Being alert for PTHP especially among teenage boys and young men (and girls too) might do much to reduce the suicide rate.
 Dubourg J et al, Sports-related Chronic Repetitive Head Trauma as a Cause of Pituitary Dysfunction, Neurosurg Focus. 2011;31(5):e2  Zenker S et al, Growth hormone deficiency in pituitary disease: relationship to depression, apathy and somatic complaints. European Journal of Endocrinology 2002; 147(2):165-71. http://bit.ly/1aU0cXb  Teasdale TW, Engberg AW, Suicide after traumatic brain injury: a population study, J Neurol Neurosurg, Psychiatry 2001) http://jnnp.bmj.com/content/71/4/436.full  Schneider HJ et al, Hypothalamopituitary Dysfunction Following Traumatic Brain Injury and Aneurysmal Subarachnoid Haemorrhage: A Systematic Review, 2007, JAMA http://jama.jamanetwork.com/article.aspx?articleid=208915 Preventing Suicide in England 2012, http://bit.ly/1bPblHc
Conflict of Interest:
More science please
I read with interest the Consensus Statement on Concussion, and believe this worthwhile in furthering scientific knowledge on concussion in sport. However, I have concerns about definitive comments in the consensus statement, given the lack of supporting scientific evidence. Whilst this consensus document is only “a guide and is of a general nature consistent with the reasonable practice of a healthcare professional”, it is also “reflects the current state of knowledge”. This comment does not accurately represent the documents’ contents with definitive statements not evidenced based.
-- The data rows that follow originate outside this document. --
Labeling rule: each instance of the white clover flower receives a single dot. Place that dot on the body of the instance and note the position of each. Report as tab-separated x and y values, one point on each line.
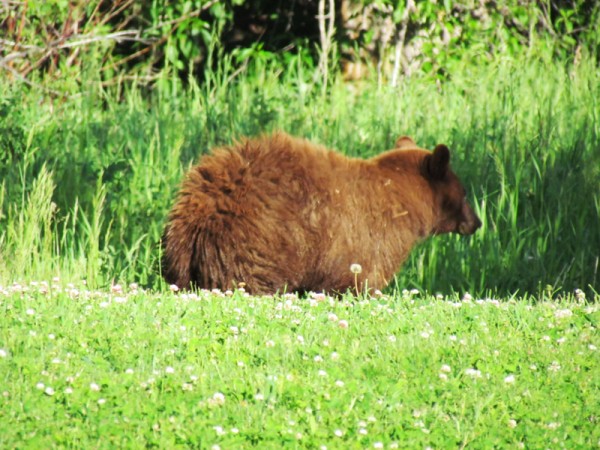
116	289
554	366
218	398
473	373
563	313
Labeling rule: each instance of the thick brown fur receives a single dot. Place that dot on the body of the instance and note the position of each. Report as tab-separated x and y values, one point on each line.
280	213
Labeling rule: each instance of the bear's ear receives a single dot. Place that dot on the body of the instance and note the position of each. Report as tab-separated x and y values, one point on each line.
435	165
405	142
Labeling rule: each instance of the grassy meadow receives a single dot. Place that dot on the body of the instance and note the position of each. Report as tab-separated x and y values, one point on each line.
489	341
132	369
87	181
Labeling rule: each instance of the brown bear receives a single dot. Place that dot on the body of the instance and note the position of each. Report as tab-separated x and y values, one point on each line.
279	213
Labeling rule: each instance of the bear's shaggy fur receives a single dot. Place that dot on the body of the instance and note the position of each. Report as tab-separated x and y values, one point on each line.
281	214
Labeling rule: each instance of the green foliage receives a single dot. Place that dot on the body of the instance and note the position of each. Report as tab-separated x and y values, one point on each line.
69	45
125	368
526	151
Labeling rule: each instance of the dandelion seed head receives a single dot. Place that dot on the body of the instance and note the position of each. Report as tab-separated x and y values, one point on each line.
355	268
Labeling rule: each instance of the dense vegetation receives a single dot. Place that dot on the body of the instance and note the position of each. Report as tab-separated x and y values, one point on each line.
104	106
97	127
129	369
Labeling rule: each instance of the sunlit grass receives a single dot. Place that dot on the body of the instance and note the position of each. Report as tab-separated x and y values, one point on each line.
130	368
526	150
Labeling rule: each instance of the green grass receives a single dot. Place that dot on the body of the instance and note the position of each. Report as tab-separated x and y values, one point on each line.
134	369
87	181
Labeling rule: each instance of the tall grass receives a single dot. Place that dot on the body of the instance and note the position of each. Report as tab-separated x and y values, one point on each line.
524	136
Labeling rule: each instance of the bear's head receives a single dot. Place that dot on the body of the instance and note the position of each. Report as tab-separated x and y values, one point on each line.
454	212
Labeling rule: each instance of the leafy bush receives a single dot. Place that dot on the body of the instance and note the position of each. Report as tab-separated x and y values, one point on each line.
73	42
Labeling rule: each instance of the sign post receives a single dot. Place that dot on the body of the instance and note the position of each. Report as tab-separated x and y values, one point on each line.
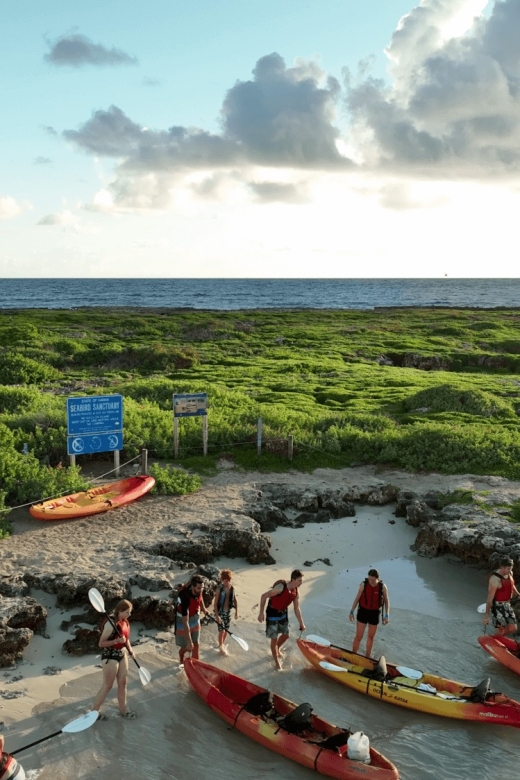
190	405
95	424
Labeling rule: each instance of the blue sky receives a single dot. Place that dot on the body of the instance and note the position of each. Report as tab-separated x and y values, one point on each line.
241	138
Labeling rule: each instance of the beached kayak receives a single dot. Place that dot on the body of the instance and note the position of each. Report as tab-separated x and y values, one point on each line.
94	501
411	688
504	649
281	726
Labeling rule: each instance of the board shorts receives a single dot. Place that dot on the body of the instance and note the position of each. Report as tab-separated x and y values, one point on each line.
502	614
180	632
276	626
370	616
225	619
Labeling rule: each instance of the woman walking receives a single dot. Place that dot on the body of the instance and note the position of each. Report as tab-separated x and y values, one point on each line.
114	659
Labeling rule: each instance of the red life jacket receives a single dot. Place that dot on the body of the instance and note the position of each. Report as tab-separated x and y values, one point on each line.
281	601
372	596
505	591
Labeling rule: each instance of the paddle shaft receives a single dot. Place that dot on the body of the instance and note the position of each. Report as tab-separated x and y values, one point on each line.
36	742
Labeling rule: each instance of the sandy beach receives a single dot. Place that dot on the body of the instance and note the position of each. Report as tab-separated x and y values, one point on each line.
433	626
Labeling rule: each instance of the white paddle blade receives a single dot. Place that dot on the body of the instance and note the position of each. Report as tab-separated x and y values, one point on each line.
413	674
96	599
332	667
242	642
318	640
80	724
144	675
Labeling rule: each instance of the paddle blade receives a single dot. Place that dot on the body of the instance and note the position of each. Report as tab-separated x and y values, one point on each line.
144	675
413	674
242	642
318	640
96	599
332	667
80	724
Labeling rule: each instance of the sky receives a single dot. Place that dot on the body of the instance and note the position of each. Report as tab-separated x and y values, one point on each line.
260	138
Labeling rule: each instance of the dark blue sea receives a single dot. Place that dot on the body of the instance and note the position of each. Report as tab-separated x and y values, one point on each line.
258	293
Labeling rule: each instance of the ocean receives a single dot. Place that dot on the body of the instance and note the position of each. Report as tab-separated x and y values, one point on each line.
233	294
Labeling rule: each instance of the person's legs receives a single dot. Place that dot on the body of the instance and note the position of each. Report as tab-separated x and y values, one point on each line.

I agree with the preamble; “management and return to play decisions remain in the realm of clinical judgement on an individualized basis”, as scant high level evidence is available on concussion management. However, Section 2.2 states that “a player with diagnosed concussion should not be allowed to return to play on the day of injury. Occasionally, in adult athletes, there may be a return to play on the same day of injury (see Section 4.2)”, which follows with “adult athletes, in some settings, where there are team physicians experienced in concussion management and sufficient resources…return to play may be more rapid.” These statements have multiple qualifiers, but do not represent the management of concussion in sport. More than “occasionally” do athletes return to play on the same day after medical assessment and symptom resolution, and this appears safe and effective. The return to play decision does not require the “sufficient resources” mentioned, but does require a physician experienced in concussion management. Certainly, there are no scientific studies, and no comparison studies, with high enough level of evidence to definitively support either approach.
Section 11 states that “the consensus statement is intended to serve as the scientific record of the conference”. Thus, these definitive statements on concussion management, from an expert panel, require supporting scientific evidence and appropriate referencing, as for any scientific paper. To make these statements without quoting relevant high level evidence is not scientific. There are potential legal ramifications for medical practitioners who do not follow these concussion management guidelines.